Kindergarten Schukowitzgasse II
Im Herbst 2010 wurde nach nur sechsmonatiger Bauzeit in der Schukowitzgasse im 22. Bezirk ein neuer Kindergarten in Passivhausbauweise in Betrieb genommen.
Neubau als Erweiterung eines bestehenden Kindergartens
Der steigende Bedarf an Kinderbetreuungsplätzen im Stadterweiterungsgebiet Breitenlee war ausschlaggebend dafür, angrenzend an den bestehenden Kindergarten Schukowitzgasse I ein neues Gebäude für sechs Kindergartengruppen zu errichten. Durch Zusammenlegung der beiden Freiflächen entstand ein großzügiger gemeinsamer Spielbereich, der nun von beiden Kindergärten genützt wird.
In einem städtebaulichen heterogenen Umfeld gelegen, bietet der kompakte, freistehende zweigeschoßige Baukörper eine unverwechselbare Identität und fügt sich harmonisch in die angrenzende Umgebung ein.
Wettbewerb
Seitens der Stadt Wien wurde im Herbst 2008 von der Abteilung Architektur und Stadtgestaltung (MA 19) für die Wiener Kindergärten (MA 10) ein offener, einstufiger Realisierungswettbewerb ausgelobt, an dem 90 Architekturbüros teilnahmen. Unter dem Vorsitz von Architekt Dietmar Eberle konnte bei der Sitzung des Preisgerichtes das Projekt von Architekt Clemens Kirsch mit dem 1. Preis ausgezeichnet werden.
Funktionale Offenheit - Räumliche Intimität
Der rechteckige Nutzungskern ist als räumlich offenes System konzipiert.

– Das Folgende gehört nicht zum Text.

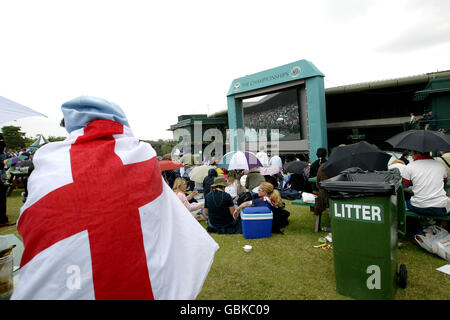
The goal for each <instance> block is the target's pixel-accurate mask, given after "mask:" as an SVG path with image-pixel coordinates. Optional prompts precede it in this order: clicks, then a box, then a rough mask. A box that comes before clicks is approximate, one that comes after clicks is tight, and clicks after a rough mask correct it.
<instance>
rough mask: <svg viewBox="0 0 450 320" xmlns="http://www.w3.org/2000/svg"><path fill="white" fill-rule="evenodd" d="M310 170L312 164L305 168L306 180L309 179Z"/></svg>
mask: <svg viewBox="0 0 450 320" xmlns="http://www.w3.org/2000/svg"><path fill="white" fill-rule="evenodd" d="M310 171H311V165H308V166H306V167H305V168H304V169H303V177H304V178H305V180H308V179H309V173H310Z"/></svg>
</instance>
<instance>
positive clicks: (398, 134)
mask: <svg viewBox="0 0 450 320" xmlns="http://www.w3.org/2000/svg"><path fill="white" fill-rule="evenodd" d="M386 142H387V143H389V144H391V145H392V146H393V147H394V148H398V149H405V150H414V151H419V152H433V151H450V137H449V136H448V135H446V134H443V133H441V132H439V131H431V130H409V131H404V132H402V133H399V134H397V135H396V136H393V137H392V138H389V139H387V140H386Z"/></svg>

Um ihn herum vermittelt eine "Filterschicht" (bestehend aus Nebenräumen, Außenstiegen und der "Verandazone" mit pflanzlichem Sonnenschutz und geschützten Spielbereichen) zwischen dem Innen- und Außenraum. Die abwechselnd offen und geschlossen gestaltete Fassade erlaubt vielfältige Ein- und Ausblicke.
Die zwei Kleinkindergruppen sind im Erdgeschoß situiert und bieten so eine direkte Ausgangsmöglichkeit in den Garten. Im Obergeschoß befinden sich vier weitere Gruppenräume für größere Kinder. Ein Gruppenraum ist als Ruheraum konzipiert, die übrigen drei sind für den "offenen Betrieb" geplant: Hier gibt es eine freie Einteilung von Spielflächen und Kreativbereichen. Mit flexiblen Möblierungselementen entsteht ein großzügiges räumliches Kontinuum mit den unterschiedlichsten Kombinationsmöglichkeiten. Ebenso bieten räumlich differenziert gestaltete Spielkojen einen intimen Rückzugsbereich zum Spielen und Entspannen.
Konstruktion und Haustechnik
Aufgrund der kurzen Bauzeit von nur sechs Monaten wurde eine rasch herstellbare Konstruktion in Mischbauweise aus Ortbeton und Holzfertigteilen gewählt. Der zentrale, zweigeschoßige Baukörper besitzt seitliche, als Boxen ausgebildete Zusatzbauten in Brettschichtholzbauweise. Die Aussteifung des Gebäudes erfolgt über einen zentralen, massiven Kern in Stahlbetonbauweise sowie eine weitere massive Stahlbetonwand an der innen liegenden Treppe.
Das Gebäude wurde in Passivhausbauweise errichtet. Für die erforderliche Heizlast wurde eine Luft-Wasser-Wärmepumpe geplant, die auf dem Flachdach aufgestellt ist. Die Lüftungsanlage ermöglicht eine Kühlung des Gebäudes in den Sommermonaten.